I learned something very important when I first began teaching high school:  I was not there to teach a curriculum; rather, I was there to teach students – the curriculum was often the excuse.  To those particular students, many of whom had been delt a crappy hand in life, I was to teach them that they had choices.  Maybe these were not the choices they wanted, but they always had choices.  

But then I went to prison.  

And then I saw people leave prison and try to navigate the world we all live in every day.  A world with many, many choices.  

I never really considered how many choices we really have until I saw the contrast, and then I also understood why returning citizens struggle to reintegrate back into society.  In prison, you have very few choices; so when a person is released, the ability to make choices is often painful and often slow.  The longer the time spent, the more exacerbated the problem becomes.  

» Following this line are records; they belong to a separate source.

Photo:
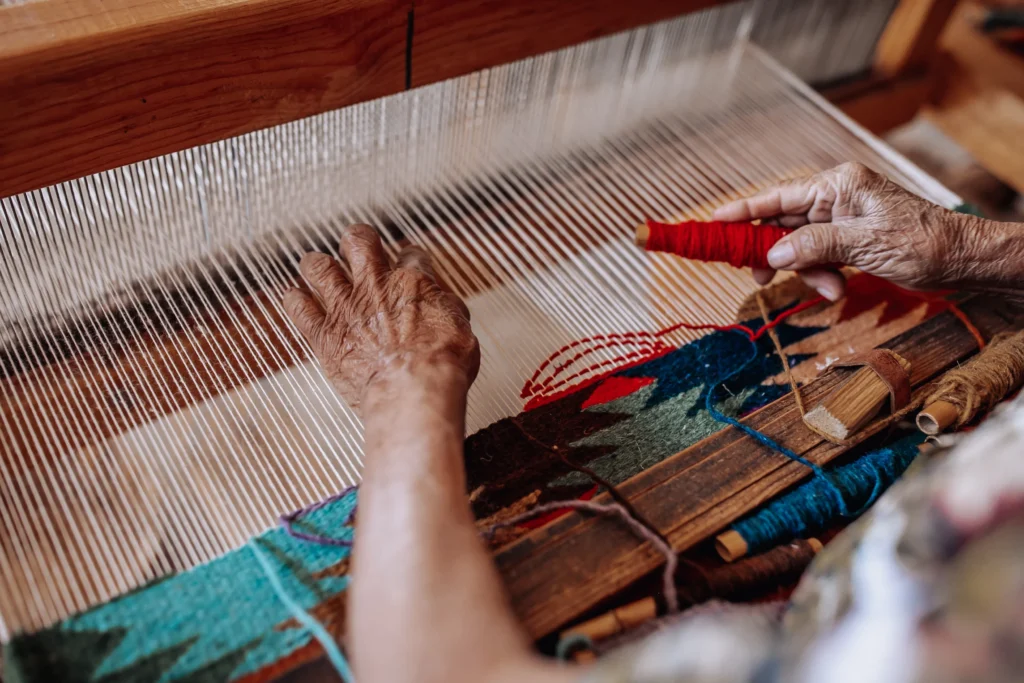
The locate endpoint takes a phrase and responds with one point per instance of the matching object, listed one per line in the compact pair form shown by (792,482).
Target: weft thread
(812,507)
(287,521)
(331,648)
(610,510)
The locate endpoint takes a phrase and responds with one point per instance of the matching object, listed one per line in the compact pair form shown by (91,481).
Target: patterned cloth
(928,587)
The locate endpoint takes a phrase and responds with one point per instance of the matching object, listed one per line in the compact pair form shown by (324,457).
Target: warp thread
(610,510)
(751,577)
(738,245)
(988,378)
(287,521)
(812,507)
(549,389)
(331,648)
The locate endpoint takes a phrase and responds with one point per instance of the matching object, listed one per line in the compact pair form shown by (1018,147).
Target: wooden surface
(107,392)
(884,103)
(88,85)
(566,567)
(910,39)
(980,103)
(457,37)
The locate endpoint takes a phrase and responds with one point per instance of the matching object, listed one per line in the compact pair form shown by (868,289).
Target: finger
(814,245)
(763,275)
(416,258)
(792,198)
(363,249)
(798,220)
(325,276)
(305,313)
(827,282)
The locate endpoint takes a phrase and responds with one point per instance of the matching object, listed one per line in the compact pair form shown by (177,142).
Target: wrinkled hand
(850,215)
(382,319)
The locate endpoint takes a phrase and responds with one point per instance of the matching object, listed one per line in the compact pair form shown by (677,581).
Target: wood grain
(881,103)
(566,567)
(89,85)
(911,37)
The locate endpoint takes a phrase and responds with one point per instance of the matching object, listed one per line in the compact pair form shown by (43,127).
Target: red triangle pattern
(615,387)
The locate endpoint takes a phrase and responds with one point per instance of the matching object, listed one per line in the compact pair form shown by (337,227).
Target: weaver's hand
(383,319)
(850,215)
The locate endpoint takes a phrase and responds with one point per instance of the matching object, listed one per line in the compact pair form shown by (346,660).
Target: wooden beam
(89,85)
(987,122)
(457,37)
(910,39)
(566,567)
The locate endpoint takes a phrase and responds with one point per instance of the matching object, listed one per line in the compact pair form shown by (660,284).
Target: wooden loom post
(853,404)
(153,77)
(911,37)
(567,566)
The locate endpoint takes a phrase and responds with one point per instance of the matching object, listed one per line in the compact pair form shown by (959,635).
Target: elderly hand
(850,215)
(383,319)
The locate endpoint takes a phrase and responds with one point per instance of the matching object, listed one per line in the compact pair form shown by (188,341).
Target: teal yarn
(571,643)
(811,507)
(334,652)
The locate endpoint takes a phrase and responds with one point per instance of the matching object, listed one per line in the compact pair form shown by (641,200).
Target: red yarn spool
(736,244)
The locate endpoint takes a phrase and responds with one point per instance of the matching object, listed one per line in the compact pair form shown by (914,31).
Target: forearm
(427,601)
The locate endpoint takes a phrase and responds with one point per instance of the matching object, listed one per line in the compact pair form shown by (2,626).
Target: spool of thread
(742,581)
(813,506)
(736,244)
(966,392)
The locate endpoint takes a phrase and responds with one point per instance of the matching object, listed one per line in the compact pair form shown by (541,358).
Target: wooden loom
(116,368)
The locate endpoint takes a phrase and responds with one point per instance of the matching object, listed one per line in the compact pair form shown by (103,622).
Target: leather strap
(886,365)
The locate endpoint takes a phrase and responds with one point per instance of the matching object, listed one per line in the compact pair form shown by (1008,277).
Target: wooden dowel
(614,622)
(937,417)
(852,404)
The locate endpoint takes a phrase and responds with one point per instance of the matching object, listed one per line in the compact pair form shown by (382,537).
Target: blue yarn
(806,510)
(762,438)
(334,652)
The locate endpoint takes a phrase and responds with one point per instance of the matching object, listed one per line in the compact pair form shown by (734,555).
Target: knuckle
(856,171)
(315,263)
(360,232)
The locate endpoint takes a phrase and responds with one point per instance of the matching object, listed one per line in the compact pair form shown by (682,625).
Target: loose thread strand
(616,510)
(334,653)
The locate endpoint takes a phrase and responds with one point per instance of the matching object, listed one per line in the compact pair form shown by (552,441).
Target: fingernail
(828,292)
(782,255)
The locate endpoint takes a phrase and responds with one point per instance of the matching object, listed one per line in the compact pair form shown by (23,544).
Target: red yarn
(736,244)
(541,392)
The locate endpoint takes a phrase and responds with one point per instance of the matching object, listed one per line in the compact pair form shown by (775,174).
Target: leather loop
(889,366)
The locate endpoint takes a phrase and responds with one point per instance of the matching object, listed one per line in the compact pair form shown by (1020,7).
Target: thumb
(814,245)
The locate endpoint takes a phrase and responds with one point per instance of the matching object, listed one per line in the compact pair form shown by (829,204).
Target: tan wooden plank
(566,567)
(89,85)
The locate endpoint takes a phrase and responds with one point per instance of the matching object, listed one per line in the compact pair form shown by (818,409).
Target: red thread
(736,244)
(541,520)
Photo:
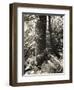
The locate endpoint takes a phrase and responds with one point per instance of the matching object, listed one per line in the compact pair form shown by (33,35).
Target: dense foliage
(43,44)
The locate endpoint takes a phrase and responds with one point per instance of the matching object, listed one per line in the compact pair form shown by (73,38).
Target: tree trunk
(41,35)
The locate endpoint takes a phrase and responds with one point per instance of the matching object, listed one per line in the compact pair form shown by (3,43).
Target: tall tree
(40,35)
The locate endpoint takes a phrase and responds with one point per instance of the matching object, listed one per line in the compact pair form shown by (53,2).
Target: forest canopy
(43,44)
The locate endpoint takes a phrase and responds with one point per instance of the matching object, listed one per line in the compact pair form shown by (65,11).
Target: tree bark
(41,35)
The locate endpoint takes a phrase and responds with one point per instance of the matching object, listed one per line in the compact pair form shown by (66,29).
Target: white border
(50,77)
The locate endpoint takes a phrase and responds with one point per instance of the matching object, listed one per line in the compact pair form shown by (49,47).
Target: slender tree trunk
(41,35)
(52,40)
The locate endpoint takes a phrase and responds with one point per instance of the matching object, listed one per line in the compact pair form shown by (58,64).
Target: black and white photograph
(43,44)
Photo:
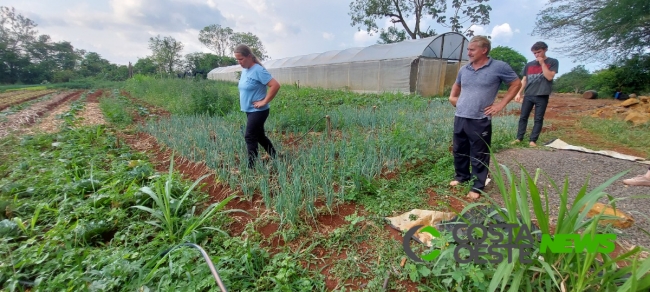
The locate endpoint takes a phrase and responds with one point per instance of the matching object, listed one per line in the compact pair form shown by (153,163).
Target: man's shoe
(638,181)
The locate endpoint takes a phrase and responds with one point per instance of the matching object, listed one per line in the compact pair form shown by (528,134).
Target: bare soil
(563,110)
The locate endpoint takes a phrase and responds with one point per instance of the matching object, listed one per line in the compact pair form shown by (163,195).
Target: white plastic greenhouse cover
(424,66)
(450,46)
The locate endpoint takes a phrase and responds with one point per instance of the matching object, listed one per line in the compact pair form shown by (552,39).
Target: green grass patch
(69,222)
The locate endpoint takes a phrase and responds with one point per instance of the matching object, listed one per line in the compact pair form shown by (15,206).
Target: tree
(144,65)
(366,13)
(93,64)
(516,60)
(16,31)
(630,75)
(391,35)
(574,81)
(216,38)
(597,29)
(252,41)
(166,53)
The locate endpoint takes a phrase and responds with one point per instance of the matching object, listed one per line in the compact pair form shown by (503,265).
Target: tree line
(27,57)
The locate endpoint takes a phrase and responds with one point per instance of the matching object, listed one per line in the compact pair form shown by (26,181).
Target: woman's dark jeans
(255,135)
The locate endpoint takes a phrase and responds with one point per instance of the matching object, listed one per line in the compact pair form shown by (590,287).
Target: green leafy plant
(170,213)
(548,270)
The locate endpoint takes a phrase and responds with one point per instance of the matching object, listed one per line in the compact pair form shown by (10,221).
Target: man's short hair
(483,41)
(539,46)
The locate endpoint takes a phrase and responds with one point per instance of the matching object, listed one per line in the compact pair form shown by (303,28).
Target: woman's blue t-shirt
(252,87)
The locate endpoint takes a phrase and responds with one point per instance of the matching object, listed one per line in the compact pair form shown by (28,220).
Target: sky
(119,30)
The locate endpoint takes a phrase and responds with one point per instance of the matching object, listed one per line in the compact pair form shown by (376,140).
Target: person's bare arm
(513,88)
(548,74)
(274,87)
(519,96)
(455,93)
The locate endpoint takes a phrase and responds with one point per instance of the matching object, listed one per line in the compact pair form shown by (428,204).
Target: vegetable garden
(84,210)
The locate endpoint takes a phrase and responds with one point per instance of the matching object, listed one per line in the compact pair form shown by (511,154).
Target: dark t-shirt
(536,83)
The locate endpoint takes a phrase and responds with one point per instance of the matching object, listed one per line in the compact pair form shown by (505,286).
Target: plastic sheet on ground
(559,144)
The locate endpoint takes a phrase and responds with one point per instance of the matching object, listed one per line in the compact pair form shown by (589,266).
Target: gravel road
(579,167)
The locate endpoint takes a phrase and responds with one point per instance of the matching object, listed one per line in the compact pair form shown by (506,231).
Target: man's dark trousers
(540,102)
(472,138)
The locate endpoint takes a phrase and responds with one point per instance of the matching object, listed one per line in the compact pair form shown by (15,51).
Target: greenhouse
(424,66)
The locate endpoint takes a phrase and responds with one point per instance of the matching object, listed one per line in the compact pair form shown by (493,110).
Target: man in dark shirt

To be clear, I am not talking about the choice of a career or friends or where to live.  I am taking about problem-solving while on the job; priority-setting, time management and the like.  The sudden need to make so many decisions leaves a person exhausted.  

This is why transitional employment, housing and environments is so important – people need time to adjust to all the decisions which are now required.  People need time to process the impact of decisions, but this also hard when everything is urgent in order to successfully establish themselves in society once again. 

In the end, a community of empathetic and sympathetic people are required to give the permission for grace, permission to be tired, permission to feel overwhelmed.  It gets easier with time – a lesson for all of us.